After 100 days, Medicare does not cover skilled nursing care – regardless of your health status. As shown in the chart2, Medicare pays only 9% of the long-term care facility expenses for its beneficiaries.
Medicaid is a federal and state funded welfare program. Historically, Medicaid programs have paid approximately 44% of long-term care facility expenses. However, to become eligible for Medicaid benefits, recipients must first spend their assets down to the poverty level. Furthermore, once qualified for Medicaid, recipients have little or no choice in determining where care will be provided. While a healthy spouse will be allowed to keep a personal residence and a limited amount of assets for his or her lifetime, upon the death of the surviving spouse, Medicaid is required by law to attempt to recover from the estate any Medicaid benefits that were paid to the Medicaid-qualified spouse.
1 Celia S. Gabrel, “An overview of nursing home facilities: Data from the 1997 Nursing Home Survey. Advance data from vital and health statistics; no. 311,” (Hyattsville, Maryland: National Center for Health Statistics, 2000), 10, table 8. Internet, June 9, 2000. Available: http://www.cdc.gov/nchs/products/pubs/pubd/ad/ad.htm.

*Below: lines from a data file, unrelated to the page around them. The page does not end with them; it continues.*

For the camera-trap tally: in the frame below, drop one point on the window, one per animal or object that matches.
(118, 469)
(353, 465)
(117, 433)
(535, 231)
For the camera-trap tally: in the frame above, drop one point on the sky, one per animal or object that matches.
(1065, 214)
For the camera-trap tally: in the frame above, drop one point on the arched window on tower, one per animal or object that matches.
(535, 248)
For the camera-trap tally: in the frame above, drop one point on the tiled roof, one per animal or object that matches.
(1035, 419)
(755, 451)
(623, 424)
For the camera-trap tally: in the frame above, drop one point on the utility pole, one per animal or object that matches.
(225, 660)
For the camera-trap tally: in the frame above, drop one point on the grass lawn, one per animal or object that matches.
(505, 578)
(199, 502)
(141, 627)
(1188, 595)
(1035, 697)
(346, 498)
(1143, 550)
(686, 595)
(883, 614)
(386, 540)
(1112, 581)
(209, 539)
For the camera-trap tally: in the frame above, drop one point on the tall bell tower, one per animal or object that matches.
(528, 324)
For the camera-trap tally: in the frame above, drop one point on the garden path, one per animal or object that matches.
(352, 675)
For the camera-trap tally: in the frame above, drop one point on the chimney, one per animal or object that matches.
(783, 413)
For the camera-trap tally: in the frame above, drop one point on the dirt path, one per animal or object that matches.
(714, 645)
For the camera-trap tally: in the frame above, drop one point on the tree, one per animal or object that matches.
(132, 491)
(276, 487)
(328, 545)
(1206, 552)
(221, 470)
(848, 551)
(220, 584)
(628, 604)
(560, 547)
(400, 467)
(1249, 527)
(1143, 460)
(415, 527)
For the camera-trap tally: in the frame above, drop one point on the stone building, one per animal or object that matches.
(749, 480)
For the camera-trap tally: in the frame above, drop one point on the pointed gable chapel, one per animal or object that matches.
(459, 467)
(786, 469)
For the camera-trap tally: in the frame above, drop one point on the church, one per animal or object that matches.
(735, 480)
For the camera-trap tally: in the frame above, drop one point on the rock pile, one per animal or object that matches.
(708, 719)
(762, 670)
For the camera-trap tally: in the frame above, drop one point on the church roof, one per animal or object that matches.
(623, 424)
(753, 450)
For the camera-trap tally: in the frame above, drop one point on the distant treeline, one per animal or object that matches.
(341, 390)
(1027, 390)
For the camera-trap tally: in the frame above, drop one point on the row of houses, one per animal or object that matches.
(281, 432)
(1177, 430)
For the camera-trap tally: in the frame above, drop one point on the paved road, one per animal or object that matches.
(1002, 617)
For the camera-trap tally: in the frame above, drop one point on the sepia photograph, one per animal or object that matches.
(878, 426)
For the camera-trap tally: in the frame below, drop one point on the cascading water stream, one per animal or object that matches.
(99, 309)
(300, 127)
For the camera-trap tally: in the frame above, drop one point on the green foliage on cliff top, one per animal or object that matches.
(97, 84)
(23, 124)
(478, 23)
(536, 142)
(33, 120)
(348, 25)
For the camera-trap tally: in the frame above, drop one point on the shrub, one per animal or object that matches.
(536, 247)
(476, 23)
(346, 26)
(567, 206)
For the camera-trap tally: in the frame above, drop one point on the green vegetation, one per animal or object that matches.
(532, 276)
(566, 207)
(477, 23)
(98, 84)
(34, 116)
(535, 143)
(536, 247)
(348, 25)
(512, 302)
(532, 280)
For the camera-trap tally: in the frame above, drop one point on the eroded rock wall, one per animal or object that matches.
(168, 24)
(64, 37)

2 Health and Health Care of the Medicare Population (1996),” (n.p.:Health Care Financing Administration, 2000), Table 4.7. Internet, August 8, 2000. Available: http://www.hcfa.gov/mcbs/PublDT.asp.
If needed, the costs of long-term care will easily exceed the amount that could be accumulated by saving and investing the premium dollars. For example, consider the following average annual cost statistics1:
Skilled nursing facility care in the United States costs approximately $49,600
Residential care facility (i.e., a facility providing only low level care) costs more than $35,300
Skilled nursing facility care in the Northeast costs approximately $64,300
A survey conducted by the MetLife Mature Market Institute found that the average cost of a nursing facility ranges from a low of $90 per day in Louisiana ($32,850 per year) to a high of $413 per day ($150,745 per year) in Alaska.
By comparison, even for a 59-year old, premiums to purchase long-term care insurance with a $6,000 monthly nursing home benefit are only $3,308 per year. On this basis, one year of care in a residential (low level) care facility will cost more than 10 years of premiums.